Larry’s Personal & Tech ramblings

Just another WordPress.com weblog

Micro View

“Micro_View” is a product I created several years ago for a client.  It’s a simple imaging library for Win32 and WinCE which allows you to load BMP, GIF and JPEG images into a HBITMAP or it can display them in a window.  The code is fast and small (the Win32 lib file is 96K).  I created a stand-alone command-line driven executable which displays an image in a borderless window and a link library which has 3 functions defined:

int APIENTRY MicroView(TCHAR *filename, int iOptions);
int APIENTRY MVLoadBitmap(TCHAR *filename, HBITMAP *, HPALETTE *);
int APIENTRY MVLoadResource(HINSTANCE hInst, TCHAR *rname, HBITMAP *pBitmap, HPALETTE *pPalette);

If you need to add simple image handling to your application, it doesn’t get much easier than this.  This is something that’s been collecting dust on my harddrive for quite a while, but would probably make a pretty good retail product.  I will see if I can package this up into a reasonably priced product in the next few days.  Please email me (bitbank@pobox.com) if you’re in need of such a library.
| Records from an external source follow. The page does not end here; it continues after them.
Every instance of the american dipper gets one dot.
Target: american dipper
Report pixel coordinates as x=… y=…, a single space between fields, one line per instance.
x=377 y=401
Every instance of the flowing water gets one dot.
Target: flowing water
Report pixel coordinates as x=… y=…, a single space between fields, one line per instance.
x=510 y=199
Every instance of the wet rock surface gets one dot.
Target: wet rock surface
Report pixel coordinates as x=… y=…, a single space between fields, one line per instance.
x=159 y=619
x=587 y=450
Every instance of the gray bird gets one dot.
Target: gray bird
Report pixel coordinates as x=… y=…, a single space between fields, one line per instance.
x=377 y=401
September 19, 2007 Posted by bitbank | arm, arm9, jpeg, omap, photo, tech, viewer, wince | | No Comments

PQV 4.0 is ready

It’s taken a lot longer than expected to release the latest version of my image viewer. Many other projects have gotten in the way, but I’ve finally wrapped up version 4 of PQV. The sales pages on Handango and PocketGear are not quite working yet, but the PayPal link works. The $14.99 license is per user, not device. A single license allows you to use the viewer on all your Windows Mobile devices and Windows Desktop. Here’s the new product page:

PQV 4.0

When you install the Pocket PC or SmartPhone versions, the Desktop PC version also gets installed.

September 5, 2007 Posted by bitbank | jpeg, photo, pocket pc, smartphone, viewer | | 5 Comments

Fast ARM JPEG code licensing

WordPress (the company which hosts this site) collects some interesting statistical data on the people who visit the blog.  To me, the most interesting data is a list of the search words which direct people to this site.  Since I started including the JPEG and ARM keywords in my posts, I’ve seen a steady stream of people searching for basically the same thing: Free optimized source code for decoding JPEG/MPEG images on ARM devices.  I’ve done such searches myself and have come to the conclusion that it’s not available.  For anyone who has done research and invested tons of time and energy into writing optimized code, it is unlikely that they will be willing to give it away for free.  There are plenty of open-source and free projects on the internet that are valuable and professionally done, but there usually comes a point in a project’s lifetime when the author commercializes it to get compensated for the time invested.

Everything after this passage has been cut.